There were other birds here too that were nice to look at. The Spotted Towhee, the Barrow’s Goldeneye, and several Lesser Scaup.
I then took off for Astoria to find a Black-tailed Gull. It was a two hour drive so I put in Jim Butcher’s novel I’ve been listening to and headed west. I did stop at Graham Road to look at the ponds. I didn’t have much time as it was almost 1pm when I left Vancouver. Daylight was going to be an issue. However, one must stop to see the swans.
When I got to the side of the street between Dairy Queen and the Bayview Motel, I spotted the gulls. There were all lined up neatly on the pilings. I traded seats with Joey, and began scanning the gulls with my 10×50 binoculars.

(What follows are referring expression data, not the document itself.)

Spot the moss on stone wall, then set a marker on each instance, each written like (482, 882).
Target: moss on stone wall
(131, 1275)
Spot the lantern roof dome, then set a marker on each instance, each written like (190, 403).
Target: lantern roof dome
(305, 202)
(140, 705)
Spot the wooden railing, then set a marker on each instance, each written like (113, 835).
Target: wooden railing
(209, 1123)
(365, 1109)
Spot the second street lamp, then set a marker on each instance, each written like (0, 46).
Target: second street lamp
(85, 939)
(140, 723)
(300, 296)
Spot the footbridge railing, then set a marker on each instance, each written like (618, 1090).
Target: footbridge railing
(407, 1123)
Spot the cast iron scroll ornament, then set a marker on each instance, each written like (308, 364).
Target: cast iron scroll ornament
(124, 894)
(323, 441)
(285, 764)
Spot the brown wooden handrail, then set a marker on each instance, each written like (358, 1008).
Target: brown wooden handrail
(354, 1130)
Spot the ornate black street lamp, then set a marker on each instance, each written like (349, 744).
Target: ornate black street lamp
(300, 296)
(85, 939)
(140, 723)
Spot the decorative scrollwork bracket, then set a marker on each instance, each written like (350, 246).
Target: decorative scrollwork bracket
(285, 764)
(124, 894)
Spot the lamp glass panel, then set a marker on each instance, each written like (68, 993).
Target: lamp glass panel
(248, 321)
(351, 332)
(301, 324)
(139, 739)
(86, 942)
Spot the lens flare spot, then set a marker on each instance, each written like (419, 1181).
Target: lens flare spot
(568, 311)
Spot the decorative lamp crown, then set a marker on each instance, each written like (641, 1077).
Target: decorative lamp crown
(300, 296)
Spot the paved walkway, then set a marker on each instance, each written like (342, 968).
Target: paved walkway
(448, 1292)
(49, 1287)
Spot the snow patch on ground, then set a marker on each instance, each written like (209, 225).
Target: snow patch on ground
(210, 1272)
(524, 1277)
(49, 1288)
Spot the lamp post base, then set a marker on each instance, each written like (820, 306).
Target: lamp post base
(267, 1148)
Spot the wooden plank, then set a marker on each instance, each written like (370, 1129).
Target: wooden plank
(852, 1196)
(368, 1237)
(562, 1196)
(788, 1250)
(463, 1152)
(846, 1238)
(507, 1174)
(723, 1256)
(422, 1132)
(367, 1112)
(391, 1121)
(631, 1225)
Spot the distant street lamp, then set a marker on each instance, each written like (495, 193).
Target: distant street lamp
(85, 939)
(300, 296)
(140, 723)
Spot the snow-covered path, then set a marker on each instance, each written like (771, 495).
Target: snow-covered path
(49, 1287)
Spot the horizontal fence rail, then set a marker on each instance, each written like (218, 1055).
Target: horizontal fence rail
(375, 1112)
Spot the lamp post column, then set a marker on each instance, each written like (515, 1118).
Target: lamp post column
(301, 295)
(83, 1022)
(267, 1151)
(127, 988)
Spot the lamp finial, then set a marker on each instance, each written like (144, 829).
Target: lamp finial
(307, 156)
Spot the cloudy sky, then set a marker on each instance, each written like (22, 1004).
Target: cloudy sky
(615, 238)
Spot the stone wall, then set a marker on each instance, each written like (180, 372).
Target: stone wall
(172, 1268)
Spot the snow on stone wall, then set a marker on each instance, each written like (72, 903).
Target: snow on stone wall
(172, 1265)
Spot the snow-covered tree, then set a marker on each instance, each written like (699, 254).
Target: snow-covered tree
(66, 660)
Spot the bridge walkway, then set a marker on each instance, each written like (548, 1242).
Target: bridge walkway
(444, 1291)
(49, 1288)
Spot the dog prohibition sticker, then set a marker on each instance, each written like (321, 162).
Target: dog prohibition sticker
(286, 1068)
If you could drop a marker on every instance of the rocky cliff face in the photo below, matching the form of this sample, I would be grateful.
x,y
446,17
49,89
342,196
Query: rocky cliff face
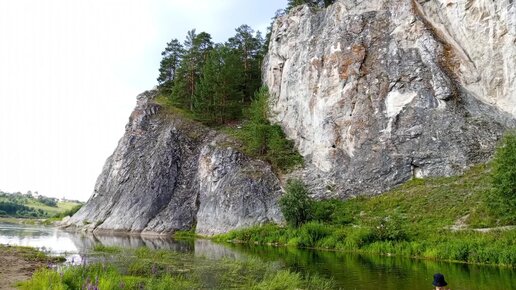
x,y
170,174
375,93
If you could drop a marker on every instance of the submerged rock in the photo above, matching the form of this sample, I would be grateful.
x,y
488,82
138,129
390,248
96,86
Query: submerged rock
x,y
375,93
169,173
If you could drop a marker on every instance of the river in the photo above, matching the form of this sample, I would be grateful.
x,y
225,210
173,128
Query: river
x,y
349,271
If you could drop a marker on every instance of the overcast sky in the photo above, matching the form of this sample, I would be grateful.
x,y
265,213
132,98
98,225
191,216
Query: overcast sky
x,y
70,71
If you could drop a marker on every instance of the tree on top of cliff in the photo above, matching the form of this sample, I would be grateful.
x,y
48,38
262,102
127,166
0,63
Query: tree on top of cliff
x,y
248,45
215,82
172,56
197,47
219,91
316,3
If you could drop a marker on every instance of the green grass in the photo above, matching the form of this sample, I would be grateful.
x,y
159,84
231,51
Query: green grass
x,y
413,220
144,268
30,254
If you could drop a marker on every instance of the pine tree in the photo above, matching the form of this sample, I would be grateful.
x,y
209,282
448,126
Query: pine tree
x,y
248,46
219,90
197,47
169,65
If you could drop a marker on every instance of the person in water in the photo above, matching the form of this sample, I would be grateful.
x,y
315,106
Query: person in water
x,y
439,282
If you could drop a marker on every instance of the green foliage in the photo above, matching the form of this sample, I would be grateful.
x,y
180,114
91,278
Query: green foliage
x,y
219,95
295,203
69,212
263,140
413,220
44,279
144,268
18,205
50,201
314,3
214,82
504,178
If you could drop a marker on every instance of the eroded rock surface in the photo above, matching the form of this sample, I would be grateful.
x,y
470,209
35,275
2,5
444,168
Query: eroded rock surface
x,y
375,93
170,174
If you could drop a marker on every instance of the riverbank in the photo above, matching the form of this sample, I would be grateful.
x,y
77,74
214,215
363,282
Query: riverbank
x,y
435,218
18,264
143,268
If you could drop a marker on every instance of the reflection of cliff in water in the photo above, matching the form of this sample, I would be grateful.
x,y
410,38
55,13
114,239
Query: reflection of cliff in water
x,y
86,242
211,250
382,272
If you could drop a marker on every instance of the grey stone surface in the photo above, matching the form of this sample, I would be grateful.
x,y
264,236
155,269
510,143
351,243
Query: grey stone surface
x,y
170,174
374,93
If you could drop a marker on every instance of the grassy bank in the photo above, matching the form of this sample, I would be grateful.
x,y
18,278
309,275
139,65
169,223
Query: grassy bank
x,y
432,218
19,263
161,269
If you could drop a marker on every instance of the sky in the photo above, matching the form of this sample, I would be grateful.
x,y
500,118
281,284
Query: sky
x,y
70,71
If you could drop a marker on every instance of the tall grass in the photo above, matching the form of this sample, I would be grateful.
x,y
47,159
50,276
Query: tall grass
x,y
413,220
144,268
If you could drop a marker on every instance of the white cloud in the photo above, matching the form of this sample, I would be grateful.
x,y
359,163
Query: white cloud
x,y
69,72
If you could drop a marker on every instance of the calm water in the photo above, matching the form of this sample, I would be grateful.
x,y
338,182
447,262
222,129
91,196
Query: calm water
x,y
348,270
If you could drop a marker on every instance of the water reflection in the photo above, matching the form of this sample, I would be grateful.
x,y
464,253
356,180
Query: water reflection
x,y
348,270
352,271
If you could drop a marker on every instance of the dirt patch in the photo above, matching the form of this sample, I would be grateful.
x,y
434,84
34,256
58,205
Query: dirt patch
x,y
18,263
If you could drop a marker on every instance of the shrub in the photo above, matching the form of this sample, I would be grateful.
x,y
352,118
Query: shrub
x,y
295,203
312,233
264,140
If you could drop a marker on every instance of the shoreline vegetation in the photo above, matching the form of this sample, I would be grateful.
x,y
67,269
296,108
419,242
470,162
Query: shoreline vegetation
x,y
17,264
144,268
455,219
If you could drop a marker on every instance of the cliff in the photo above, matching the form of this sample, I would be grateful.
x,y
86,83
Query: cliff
x,y
169,174
375,93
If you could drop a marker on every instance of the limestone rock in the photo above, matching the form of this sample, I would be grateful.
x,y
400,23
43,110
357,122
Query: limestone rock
x,y
170,174
375,93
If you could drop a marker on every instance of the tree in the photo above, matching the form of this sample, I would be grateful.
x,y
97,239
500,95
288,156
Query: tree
x,y
315,3
218,93
172,56
504,175
196,47
295,203
248,46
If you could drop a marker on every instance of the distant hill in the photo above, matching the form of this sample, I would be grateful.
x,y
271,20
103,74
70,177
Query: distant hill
x,y
27,205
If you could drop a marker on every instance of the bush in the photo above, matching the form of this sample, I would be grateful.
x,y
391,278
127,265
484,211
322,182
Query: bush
x,y
295,203
504,177
264,140
312,233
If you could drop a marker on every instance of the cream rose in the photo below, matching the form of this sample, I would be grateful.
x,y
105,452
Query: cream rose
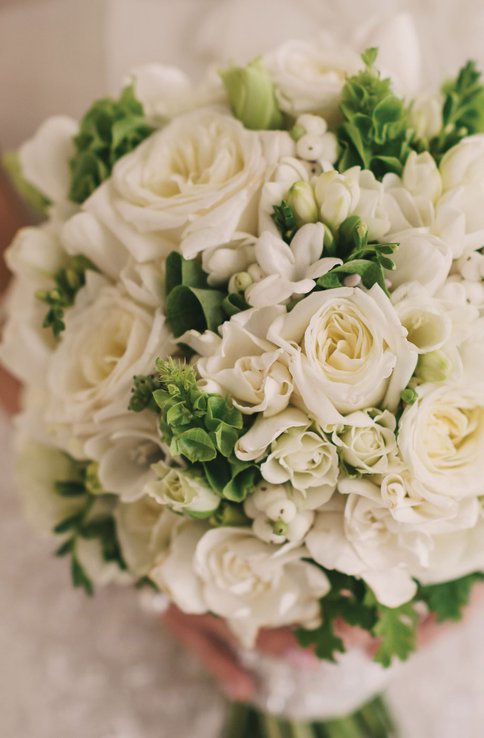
x,y
193,184
309,77
441,437
346,350
231,573
108,339
246,366
183,491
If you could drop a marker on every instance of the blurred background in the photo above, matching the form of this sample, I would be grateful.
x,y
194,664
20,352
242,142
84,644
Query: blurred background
x,y
78,668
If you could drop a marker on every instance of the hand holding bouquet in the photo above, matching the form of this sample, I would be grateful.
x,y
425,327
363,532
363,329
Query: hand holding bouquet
x,y
251,334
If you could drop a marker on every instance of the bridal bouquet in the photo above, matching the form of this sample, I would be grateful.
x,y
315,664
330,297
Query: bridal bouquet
x,y
251,338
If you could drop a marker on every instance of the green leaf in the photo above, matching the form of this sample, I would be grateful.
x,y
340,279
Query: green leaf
x,y
397,629
195,444
109,130
192,308
449,600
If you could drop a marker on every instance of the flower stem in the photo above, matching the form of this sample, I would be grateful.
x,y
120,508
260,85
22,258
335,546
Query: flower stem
x,y
373,720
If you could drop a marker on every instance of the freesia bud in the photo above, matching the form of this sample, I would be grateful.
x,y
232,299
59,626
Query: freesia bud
x,y
303,203
434,367
252,96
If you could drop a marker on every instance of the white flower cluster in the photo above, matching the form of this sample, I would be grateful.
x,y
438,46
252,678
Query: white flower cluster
x,y
349,475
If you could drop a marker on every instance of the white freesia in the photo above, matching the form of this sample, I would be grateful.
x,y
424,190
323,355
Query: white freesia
x,y
182,491
194,183
108,339
371,449
247,367
144,528
441,437
355,537
290,270
45,159
231,573
309,77
346,350
277,514
420,257
308,460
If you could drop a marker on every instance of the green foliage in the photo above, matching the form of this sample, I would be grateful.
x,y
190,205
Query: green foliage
x,y
368,261
26,191
252,96
375,133
462,110
285,220
397,630
346,601
190,301
109,130
448,600
68,282
203,428
87,522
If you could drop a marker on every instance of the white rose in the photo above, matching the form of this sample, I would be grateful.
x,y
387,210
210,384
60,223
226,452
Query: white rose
x,y
231,573
337,195
144,529
420,257
346,350
108,339
371,449
182,491
277,514
247,367
289,270
355,537
125,453
459,213
305,458
441,437
45,160
193,183
309,77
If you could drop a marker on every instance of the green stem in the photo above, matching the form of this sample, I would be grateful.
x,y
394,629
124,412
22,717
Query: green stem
x,y
370,721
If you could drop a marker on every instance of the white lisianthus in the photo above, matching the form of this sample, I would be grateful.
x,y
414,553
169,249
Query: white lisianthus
x,y
231,573
246,366
420,257
289,270
277,515
371,449
308,460
355,537
144,528
45,158
441,437
194,183
125,454
36,254
182,491
108,339
346,351
309,77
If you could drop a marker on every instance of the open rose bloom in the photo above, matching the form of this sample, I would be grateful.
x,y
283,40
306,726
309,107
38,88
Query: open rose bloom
x,y
251,337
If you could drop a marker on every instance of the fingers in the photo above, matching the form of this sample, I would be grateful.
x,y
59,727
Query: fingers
x,y
197,634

Mew, mew, mew. All Mew Gulls. I went down the line time after time, mew, mew, mew. I might point out that after checking the emails again from OBOL, I was looking for the wrong gull. I began looking again for a Black-headed Gull (not Black-tailed). Apparently there is a big difference. After I went back and forth on the pilings, they all flew away – only to come back sitting on all different pilings. So, down the line I went again. Mew, mew, mew. I gave up. It was getting late and I had spent over 90 minutes looking at about 30 gulls of all the same specie. This gull has been reported and confirmed at the exact location I was looking at for the last two days. No luck. Birds have wings. They fly.
So one lifer today, that always makes a birder happy.